* no word needed *


「お前、キライ」

 僕は目の前の少女に人差し指を向けて、そう言い放った。少女は突き出された指先を目を丸くして見つめてる。
 その言葉が持つ意味を少女は知りもしない。多分、それは僕も同じ。

「ステラは…むぐっ」

 声を出そうとした少女の口を、前方に出した手で透かさず塞ぐ。
 それ以上の言葉を僕は認めない。どうしても聞きたくなかった。

「お前はしゃべらなくていいの」

 そう言うと、少女は端整な眉をへの字にさせた。菫色をした瞳も心なしか潤んで見える。
 
「そーゆー顔するなよ、見ててムカつく」

 僕は少女を睨み付ける。口を塞いだ手はまだ離さない。
 もう片方の手で、少女の肩を掴んだ。その力が強すぎたのか少女は顔を僅かに顰める。
 けれど僕は気にせず、その肩を自分の方へと引き寄せ、金色の髪に顔を埋めた。
 心地よい芳香を持つ髪に隠れた彼女の耳を見つけ出し、息を吹きかけるように、静かに、そっと囁く。

「ダイキライだよ」

 僕の中にいる少女の肩がびくりと震えたのを感じた。
 それが、さっきの言葉から生じた動きなのか、それとも単にくすぐったかったからかなのかは、僕には分からない。
 なにせ、この角度からでは彼女の表情までは読み取ることはできないから。だからこそ、こうしているのだけれど。

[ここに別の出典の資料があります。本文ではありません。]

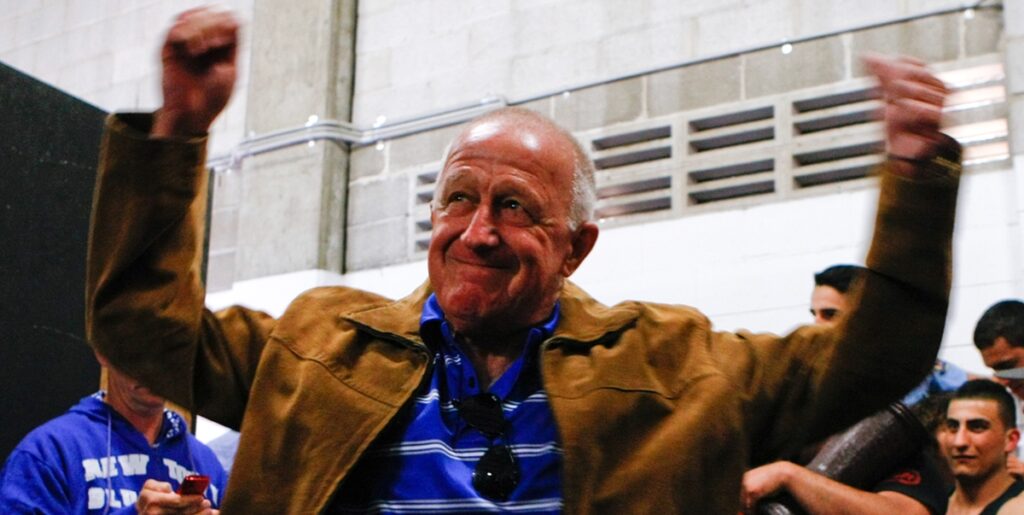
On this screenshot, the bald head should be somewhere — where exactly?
[434,108,597,229]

 相手に嫌われたくないのなら、初めから好かれなければいい。
 それなら嫌われる心配もない。"このような”不安も持たずにすむ。
 そして、
 相手に好かれないないのなら、こちらも嫌いになればいい。
 それなら好かれる心配もない。"このような”不安も持たずにすむ。

 ……あーあ。
 でも、
 でもなんて寂しいことだろう。
 せっかく貴方に出逢えたのに。こんなに近くにいるのに。
 なんて、なんて悲しいことだろう。


 僕は、少女の口を塞いでいた手をゆっくりと離す。
 肩に置いた手も静かに背中へと移した。

「……ごめん、うそ」

 僕が消えそうな声で呟いた、少し後、少女の両腕が僕の背中に回された。
 言葉を発することもなく、ただ優しく、そしてしっかりと包むように。慈しむように。





 前回書いたときのアウルは「好き好き」言わせすぎたので、今回は天邪鬼にしてみました。